Design optimisation and resource assessment for tidal-stream renewable energy farms using a new continuous turbine approach

TL;DR

This paper introduces a novel continuous turbine approach for optimizing tidal stream farm designs, balancing power output, profit, and installation costs through efficient mathematical modeling and simulation.

Contribution

It presents a new continuous turbine density method constrained by shallow water equations, enabling complex, multi-farm optimization with practical installation considerations.

Findings

Optimized turbine placement and farm configurations in the Pentland Firth.

Demonstrated simultaneous optimization of multiple tidal farms.

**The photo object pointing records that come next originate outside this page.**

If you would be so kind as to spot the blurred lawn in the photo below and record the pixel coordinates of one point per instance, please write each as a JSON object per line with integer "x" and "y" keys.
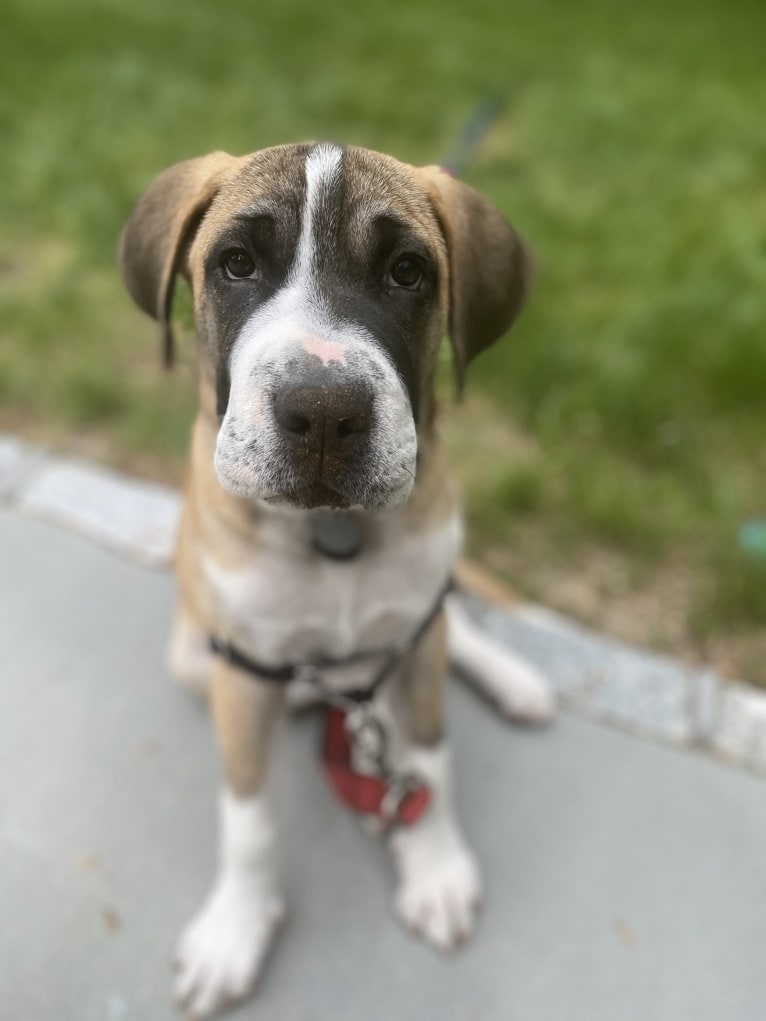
{"x": 615, "y": 442}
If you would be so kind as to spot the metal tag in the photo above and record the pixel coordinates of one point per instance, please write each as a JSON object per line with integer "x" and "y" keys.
{"x": 368, "y": 741}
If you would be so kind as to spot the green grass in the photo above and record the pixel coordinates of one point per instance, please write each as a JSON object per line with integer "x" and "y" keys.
{"x": 630, "y": 154}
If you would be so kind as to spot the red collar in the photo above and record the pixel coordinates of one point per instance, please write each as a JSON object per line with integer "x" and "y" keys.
{"x": 392, "y": 799}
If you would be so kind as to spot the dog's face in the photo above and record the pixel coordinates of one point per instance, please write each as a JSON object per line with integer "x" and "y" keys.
{"x": 323, "y": 280}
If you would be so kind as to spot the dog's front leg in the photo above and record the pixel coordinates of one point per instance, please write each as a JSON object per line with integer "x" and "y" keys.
{"x": 439, "y": 884}
{"x": 222, "y": 951}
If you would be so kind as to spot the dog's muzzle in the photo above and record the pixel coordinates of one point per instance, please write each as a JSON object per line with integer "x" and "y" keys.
{"x": 324, "y": 429}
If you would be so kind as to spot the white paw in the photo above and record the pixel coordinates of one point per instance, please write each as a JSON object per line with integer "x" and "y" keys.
{"x": 522, "y": 694}
{"x": 222, "y": 951}
{"x": 440, "y": 902}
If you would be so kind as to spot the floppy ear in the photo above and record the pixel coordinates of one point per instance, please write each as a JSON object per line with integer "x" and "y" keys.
{"x": 157, "y": 235}
{"x": 490, "y": 269}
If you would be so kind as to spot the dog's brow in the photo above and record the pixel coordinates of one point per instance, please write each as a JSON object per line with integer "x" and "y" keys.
{"x": 261, "y": 211}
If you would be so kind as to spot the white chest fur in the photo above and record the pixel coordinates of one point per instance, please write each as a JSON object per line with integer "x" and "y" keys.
{"x": 285, "y": 605}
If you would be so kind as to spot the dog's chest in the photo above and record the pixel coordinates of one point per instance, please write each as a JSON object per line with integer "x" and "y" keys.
{"x": 284, "y": 605}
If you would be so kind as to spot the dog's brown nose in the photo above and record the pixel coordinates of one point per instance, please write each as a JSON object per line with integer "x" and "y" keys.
{"x": 326, "y": 418}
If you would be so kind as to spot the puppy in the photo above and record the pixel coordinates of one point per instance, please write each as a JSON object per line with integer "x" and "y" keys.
{"x": 320, "y": 528}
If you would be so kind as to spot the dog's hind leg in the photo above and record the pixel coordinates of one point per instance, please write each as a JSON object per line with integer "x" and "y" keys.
{"x": 515, "y": 686}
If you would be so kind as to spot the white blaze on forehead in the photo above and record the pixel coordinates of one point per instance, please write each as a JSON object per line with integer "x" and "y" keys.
{"x": 326, "y": 350}
{"x": 323, "y": 166}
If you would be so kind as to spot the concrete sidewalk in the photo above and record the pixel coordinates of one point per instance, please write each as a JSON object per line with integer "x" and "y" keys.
{"x": 626, "y": 881}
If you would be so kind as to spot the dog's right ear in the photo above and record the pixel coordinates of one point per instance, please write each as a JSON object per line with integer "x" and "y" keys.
{"x": 160, "y": 229}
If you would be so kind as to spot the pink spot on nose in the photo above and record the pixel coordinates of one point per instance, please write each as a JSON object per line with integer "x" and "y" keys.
{"x": 326, "y": 350}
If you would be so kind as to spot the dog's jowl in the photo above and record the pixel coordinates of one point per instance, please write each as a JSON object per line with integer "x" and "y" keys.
{"x": 319, "y": 528}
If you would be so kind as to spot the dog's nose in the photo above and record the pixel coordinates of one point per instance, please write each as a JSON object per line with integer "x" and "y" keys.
{"x": 328, "y": 417}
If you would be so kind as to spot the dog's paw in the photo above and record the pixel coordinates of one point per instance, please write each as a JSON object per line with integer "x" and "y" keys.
{"x": 522, "y": 693}
{"x": 222, "y": 951}
{"x": 439, "y": 901}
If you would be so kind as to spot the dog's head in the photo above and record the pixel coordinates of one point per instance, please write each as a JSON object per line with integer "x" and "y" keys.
{"x": 324, "y": 279}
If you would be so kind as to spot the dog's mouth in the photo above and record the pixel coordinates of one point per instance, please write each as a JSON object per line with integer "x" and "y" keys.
{"x": 312, "y": 496}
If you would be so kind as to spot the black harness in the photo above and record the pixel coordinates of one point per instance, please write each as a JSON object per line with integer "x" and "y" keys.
{"x": 336, "y": 535}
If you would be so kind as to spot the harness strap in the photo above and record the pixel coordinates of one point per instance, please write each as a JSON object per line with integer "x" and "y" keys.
{"x": 292, "y": 671}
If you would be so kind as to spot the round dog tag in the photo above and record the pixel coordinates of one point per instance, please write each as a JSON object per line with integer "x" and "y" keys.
{"x": 336, "y": 534}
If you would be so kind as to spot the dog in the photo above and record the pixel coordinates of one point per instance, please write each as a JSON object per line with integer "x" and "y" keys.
{"x": 320, "y": 528}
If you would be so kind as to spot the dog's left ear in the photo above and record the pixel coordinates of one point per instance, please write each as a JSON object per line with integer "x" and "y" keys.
{"x": 157, "y": 235}
{"x": 490, "y": 269}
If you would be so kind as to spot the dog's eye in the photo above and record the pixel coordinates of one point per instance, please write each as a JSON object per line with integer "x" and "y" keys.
{"x": 405, "y": 272}
{"x": 238, "y": 264}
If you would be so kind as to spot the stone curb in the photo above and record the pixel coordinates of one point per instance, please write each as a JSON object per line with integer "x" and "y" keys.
{"x": 596, "y": 677}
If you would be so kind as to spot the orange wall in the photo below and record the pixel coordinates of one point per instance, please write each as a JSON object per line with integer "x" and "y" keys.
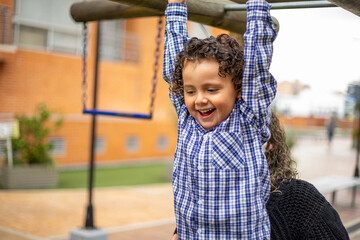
{"x": 29, "y": 77}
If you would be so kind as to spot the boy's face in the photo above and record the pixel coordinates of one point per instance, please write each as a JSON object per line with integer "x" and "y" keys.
{"x": 208, "y": 97}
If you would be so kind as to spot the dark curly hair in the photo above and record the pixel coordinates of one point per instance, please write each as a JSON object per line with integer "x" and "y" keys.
{"x": 226, "y": 50}
{"x": 281, "y": 165}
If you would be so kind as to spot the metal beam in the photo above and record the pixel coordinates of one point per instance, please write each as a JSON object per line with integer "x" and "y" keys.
{"x": 284, "y": 5}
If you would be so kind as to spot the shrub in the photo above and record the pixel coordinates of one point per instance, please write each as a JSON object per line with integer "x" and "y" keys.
{"x": 32, "y": 146}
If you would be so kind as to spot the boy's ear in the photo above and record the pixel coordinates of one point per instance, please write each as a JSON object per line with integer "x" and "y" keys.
{"x": 239, "y": 95}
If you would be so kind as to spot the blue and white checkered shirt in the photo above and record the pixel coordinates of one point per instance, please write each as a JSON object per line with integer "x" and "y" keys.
{"x": 221, "y": 179}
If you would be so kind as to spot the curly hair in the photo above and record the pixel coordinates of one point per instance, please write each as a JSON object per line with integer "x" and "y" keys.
{"x": 224, "y": 49}
{"x": 281, "y": 165}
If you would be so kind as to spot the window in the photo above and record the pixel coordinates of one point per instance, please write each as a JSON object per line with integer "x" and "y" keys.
{"x": 132, "y": 144}
{"x": 115, "y": 45}
{"x": 59, "y": 148}
{"x": 46, "y": 24}
{"x": 99, "y": 145}
{"x": 162, "y": 143}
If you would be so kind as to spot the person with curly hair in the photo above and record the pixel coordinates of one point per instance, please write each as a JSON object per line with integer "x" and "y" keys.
{"x": 222, "y": 96}
{"x": 297, "y": 210}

Analyzed interactions between neighboring tidal farms.

Abstract

This paper presents a new approach for optimising the design of tidal stream turbine farms. In this approach, the turbine farm is represented by a turbine density function that specifies the number of turbines per unit area and an associated continuous locally-enhanced bottom friction field. The farm design question is formulated as a mathematical optimisation problem constrained by the shallow water equations and solved with efficient, gradient-based optimisation methods. The resulting method is accurate, computationally efficient, allows complex installation constraints, and supports different goal quantities such as to maximise power or profit. The outputs of the optimisation are the optimal number of turbines, their location within the farm, the overall farm profit, the farm's power extraction, and the installation cost. We demonstrate the capabilities of the method on a validated numerical model of the Pentland Firth, Scotland. We optimise the design of four tidal farms simultaneously, as well as individually, and study how farms in close proximity may impact upon one another.